# Cardamom questions..



## Argamemnon (Jan 4, 2010)

I came across some online shops (here in the Netherlands) selling whole cardamom pods, but I don't understand; one sells it for one tenth of the price of the other. Same with fennel seeds. How is it possible that the same product is 1000% more expensive? 

Secondly, I want to use cardamom seeds for my rice and lentils (which are staples), is that a good idea? 

Thanks in advance..


----------



## Yakuta (Jan 4, 2010)

I guess what's considered exotic in one location may be considered staple in another.  For example Indian and Middle Eastern's use cardamom in a ton of dishes.  To me it's not exotic but in the West they advertise it as an exotic ingredient.  Anything exotic can be marketed as a fad and for more money.  In short best place to buy fennel and cardamom, Indian stores.  

I remember years ago vanilla was cheap, then it went in vogue and became super expensive.  I remember getting sick of it's smell because we had so many fresh vanilla beans growing up that we got from friends and family who came from East Africa.  That stuff would fetch a fortune now. 

Also to answer your question you can use cardamom in sweet or savory dishes and yes you can use it to temper lentils or rice or both.  Just follow the golden rule of Indian cooking which is to first heat oil and get it really hot.  Next put cardamom pods and any other whole spices (cumin, cinnamon sticks, cloves or whatever else you desire) so the aroma comes out and they splutter and then you can add whatever else. 

All the best.


----------



## Argamemnon (Jan 4, 2010)

Thank you Yakuta.

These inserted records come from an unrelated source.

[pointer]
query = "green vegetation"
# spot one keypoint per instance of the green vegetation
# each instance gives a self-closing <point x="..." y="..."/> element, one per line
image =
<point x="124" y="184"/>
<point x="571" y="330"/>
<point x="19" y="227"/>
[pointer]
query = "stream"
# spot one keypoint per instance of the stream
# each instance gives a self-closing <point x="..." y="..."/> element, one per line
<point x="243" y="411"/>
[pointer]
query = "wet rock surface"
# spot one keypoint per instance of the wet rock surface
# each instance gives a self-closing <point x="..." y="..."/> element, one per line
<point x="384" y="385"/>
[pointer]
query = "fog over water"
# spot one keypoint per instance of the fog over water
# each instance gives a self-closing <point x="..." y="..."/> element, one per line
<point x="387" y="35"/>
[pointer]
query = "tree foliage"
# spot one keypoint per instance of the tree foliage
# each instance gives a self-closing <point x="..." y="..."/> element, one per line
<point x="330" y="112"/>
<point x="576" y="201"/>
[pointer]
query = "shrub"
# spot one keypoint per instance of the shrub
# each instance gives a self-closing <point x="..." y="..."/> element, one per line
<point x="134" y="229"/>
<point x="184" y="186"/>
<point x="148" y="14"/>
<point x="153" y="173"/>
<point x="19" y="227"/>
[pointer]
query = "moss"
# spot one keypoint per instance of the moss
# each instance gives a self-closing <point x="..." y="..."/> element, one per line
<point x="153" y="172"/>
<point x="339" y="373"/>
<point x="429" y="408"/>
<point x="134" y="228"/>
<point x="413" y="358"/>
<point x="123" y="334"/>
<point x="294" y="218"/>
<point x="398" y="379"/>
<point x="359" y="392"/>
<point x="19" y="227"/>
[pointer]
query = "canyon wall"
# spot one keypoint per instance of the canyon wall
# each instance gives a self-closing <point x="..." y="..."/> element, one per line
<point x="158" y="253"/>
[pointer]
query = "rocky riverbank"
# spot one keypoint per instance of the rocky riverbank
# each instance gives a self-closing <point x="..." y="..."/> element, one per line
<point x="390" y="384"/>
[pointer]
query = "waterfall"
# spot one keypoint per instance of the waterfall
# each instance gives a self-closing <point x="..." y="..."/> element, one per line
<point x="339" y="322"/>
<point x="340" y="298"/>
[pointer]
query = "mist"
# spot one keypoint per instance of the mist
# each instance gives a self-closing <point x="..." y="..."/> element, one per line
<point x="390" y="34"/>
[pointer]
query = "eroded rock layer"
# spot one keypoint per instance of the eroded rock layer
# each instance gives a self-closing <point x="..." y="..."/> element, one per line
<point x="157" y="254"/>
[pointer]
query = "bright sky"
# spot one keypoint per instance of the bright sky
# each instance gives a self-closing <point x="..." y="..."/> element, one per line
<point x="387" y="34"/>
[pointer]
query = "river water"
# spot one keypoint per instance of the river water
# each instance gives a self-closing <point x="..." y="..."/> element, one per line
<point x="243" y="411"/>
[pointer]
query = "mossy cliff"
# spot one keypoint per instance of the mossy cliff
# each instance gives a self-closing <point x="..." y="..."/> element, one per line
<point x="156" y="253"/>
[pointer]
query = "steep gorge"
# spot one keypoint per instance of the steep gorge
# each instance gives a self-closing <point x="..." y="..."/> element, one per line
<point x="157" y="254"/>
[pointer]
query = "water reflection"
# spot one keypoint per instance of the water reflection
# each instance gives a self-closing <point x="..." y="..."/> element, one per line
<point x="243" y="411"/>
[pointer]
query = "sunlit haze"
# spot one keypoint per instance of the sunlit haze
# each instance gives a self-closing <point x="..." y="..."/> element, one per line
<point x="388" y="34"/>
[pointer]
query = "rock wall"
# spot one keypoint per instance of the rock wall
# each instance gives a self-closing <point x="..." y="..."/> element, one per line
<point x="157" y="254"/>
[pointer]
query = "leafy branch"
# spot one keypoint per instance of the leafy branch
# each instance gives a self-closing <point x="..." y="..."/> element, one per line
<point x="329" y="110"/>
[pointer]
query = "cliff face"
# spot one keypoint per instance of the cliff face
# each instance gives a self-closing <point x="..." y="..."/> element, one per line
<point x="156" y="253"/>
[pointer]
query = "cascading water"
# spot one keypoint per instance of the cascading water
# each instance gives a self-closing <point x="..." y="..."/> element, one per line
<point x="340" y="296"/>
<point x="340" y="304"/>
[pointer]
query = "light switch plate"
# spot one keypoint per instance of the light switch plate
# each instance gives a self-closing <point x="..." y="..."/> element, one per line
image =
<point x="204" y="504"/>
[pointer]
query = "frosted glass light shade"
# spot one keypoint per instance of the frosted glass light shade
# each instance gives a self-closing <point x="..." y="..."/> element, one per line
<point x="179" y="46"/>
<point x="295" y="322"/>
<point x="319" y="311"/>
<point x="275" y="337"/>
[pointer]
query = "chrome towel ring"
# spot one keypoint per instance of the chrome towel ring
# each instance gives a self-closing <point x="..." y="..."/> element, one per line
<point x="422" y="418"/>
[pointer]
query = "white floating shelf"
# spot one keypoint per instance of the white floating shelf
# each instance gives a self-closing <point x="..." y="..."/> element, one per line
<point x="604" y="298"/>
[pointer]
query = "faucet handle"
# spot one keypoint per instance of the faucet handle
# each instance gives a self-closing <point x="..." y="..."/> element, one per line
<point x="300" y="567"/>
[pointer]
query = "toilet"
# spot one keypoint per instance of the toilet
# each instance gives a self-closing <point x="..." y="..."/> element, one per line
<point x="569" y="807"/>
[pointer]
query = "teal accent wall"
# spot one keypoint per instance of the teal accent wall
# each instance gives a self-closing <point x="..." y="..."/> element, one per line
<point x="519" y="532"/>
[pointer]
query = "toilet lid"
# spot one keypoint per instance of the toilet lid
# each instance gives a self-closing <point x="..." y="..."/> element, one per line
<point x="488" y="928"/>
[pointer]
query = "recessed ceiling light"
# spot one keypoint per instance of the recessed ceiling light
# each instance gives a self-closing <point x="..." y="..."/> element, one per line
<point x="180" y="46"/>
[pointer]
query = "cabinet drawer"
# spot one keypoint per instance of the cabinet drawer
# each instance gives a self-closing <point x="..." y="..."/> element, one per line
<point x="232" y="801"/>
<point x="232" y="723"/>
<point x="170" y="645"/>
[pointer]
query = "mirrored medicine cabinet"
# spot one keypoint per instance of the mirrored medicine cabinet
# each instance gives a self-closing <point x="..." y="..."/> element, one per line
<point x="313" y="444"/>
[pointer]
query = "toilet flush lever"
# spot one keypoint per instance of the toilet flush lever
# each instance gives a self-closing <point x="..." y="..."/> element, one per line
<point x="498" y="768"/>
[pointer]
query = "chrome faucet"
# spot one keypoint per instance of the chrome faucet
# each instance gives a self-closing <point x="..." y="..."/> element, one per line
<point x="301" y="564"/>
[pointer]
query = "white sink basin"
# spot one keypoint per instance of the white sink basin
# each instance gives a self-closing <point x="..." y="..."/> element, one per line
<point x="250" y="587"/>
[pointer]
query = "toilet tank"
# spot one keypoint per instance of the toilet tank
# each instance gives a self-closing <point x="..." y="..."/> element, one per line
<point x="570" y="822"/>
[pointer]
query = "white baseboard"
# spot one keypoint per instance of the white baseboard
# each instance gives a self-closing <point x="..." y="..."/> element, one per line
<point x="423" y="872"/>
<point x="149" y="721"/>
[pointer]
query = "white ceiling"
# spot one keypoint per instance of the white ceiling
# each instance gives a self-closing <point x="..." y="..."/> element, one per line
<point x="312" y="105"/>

Also, I've just learned that spices are sometimes irradiated, which is unhealthy. Now I have to take this into account as well when choosing where to buy..

All the best.


----------



## Janet H (Jan 4, 2010)

I buy cardamon seeds at my local health food store which sells all spices in bulk. They are next door to the local grocers and it amazes me that anyone would purchase a spice at the grocery store.  The health food store is so much cheaper and the product is the same - just not prepackaged.  

I often use use cardamon and cumin as seasoning in rice, tossing it in with the steaming water.


----------